Today, we are excited to announce that Mercury and Mercury Coder foundation models (FMs) from Inception Labs are available through Amazon Bedrock Marketplace and Amazon SageMaker JumpStart. With this launch, you can deploy the Mercury FMs to build, experiment, and responsibly scale your generative AI applications on AWS.
In this post, we demonstrate how to get started with Mercury models on Amazon Bedrock Marketplace and SageMaker JumpStart.
About Mercury foundation models
Mercury is the first family of commercial-scale diffusion-based language models, offering groundbreaking advancements in generation speed while maintaining high-quality outputs. Unlike traditional autoregressive models that generate text one token at a time, Mercury models use diffusion to generate multiple tokens in parallel through a coarse-to-fine approach, resulting in dramatically faster inference speeds. Mercury Coder models deliver the following key features:
Ultra-fast generation speeds of up to 1,100 tokens per second on NVIDIA H100 GPUs, up to 10 times faster than comparable models
High-quality code generation across multiple programming languages, including Python, Java, JavaScript, C++, PHP, Bash, and TypeScript
Strong performance on fill-in-the-middle tasks, making them ideal for code completion and editing workflows
Transformer-based architecture, providing compatibility with existing optimization techniques and infrastructure
Context length support of up to 32,768 tokens out of the box and up to 128,000 tokens with context extension approaches
About Amazon Bedrock Marketplace
Amazon Bedrock Marketplace plays a pivotal role in democratizing access to advanced AI capabilities through several key advantages:
Comprehensive model selection – Amazon Bedrock Marketplace offers an exceptional range of models, from proprietary to publicly available options, so organizations can find the perfect fit for their specific use cases.

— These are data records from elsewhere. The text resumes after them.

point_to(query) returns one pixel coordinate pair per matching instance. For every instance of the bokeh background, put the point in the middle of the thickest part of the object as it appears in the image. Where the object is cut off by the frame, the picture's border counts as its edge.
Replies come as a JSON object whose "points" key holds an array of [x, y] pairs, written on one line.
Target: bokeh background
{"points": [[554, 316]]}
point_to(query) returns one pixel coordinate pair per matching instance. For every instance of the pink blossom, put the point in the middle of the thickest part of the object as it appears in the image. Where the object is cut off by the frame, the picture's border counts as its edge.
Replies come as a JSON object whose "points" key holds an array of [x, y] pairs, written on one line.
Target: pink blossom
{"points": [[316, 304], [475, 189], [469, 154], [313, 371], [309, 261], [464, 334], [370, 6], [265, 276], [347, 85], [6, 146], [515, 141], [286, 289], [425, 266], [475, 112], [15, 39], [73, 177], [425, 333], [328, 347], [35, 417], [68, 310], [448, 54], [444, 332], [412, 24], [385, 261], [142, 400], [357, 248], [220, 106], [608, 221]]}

Unified and secure experience – By providing a single access point for models through the Amazon Bedrock APIs, Amazon Bedrock Marketplace significantly simplifies the integration process. Organizations can use these models securely, and for models that are compatible with the Amazon Bedrock Converse API, you can use the robust toolkit of Amazon Bedrock, including Amazon Bedrock Agents, Amazon Bedrock Knowledge Bases, Amazon Bedrock Guardrails, and Amazon Bedrock Flows.
Scalable infrastructure – Amazon Bedrock Marketplace offers configurable scalability through managed endpoints, so organizations can select their desired number of instances, choose appropriate instance types, define custom automatic scaling policies that dynamically adjust to workload demands, and optimize costs while maintaining performance.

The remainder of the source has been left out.